According to Jedd Wolchok, director of immunotherapy clinical trials at Memorial Sloan-Kettering Cancer Center, “There are some people who we have treated with ipilimumab whose scans look just as abnormal now as they did five years ago, so it has turned it into a chronic disease.
“It changed the situation from something they were dying from into something they are living with. That really does show you that the immune system can restore an equilibrium between the person and the tumor.”
As the NCI announced that the first clinical trials will be launched under its Cancer Immunotherapy Trials Network (CITN) including 27 U.S. cancer centers and universities, Dr. Wolchuk, a CITN investigator, noted that the impact of the Provenge and Yervoy approvals was enormous. “For pharmaceutical companies and the industry to see a successful immunotherapy that can be administered in a doctor’s office has really changed the field.”

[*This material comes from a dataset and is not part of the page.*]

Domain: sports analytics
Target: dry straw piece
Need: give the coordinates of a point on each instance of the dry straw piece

While multiple complex challenges exist in designing cancer immunotherapy trials, cancer vaccine developers, researchers note, are well advised to use a homogenous patient population, focus on containing minimum residual disease where vaccines seemed most effective, not use endpoints related to tumor shrinkage, and provide sufficient time for a patient response as there are “no perfect surrogate markers” for efficacy. And, they noted, it takes time to see results.
As more successes accrue, investors may lose some of their insecurities related to cancer immunotherapeutics. “In general, institutional investors remain on the sidelines with regard to interest in immunotherapy companies; they are waiting for additional positive outcomes from clinical trials and commercial success with autologous approaches given the Provenge experience,” Becker aptly remarked.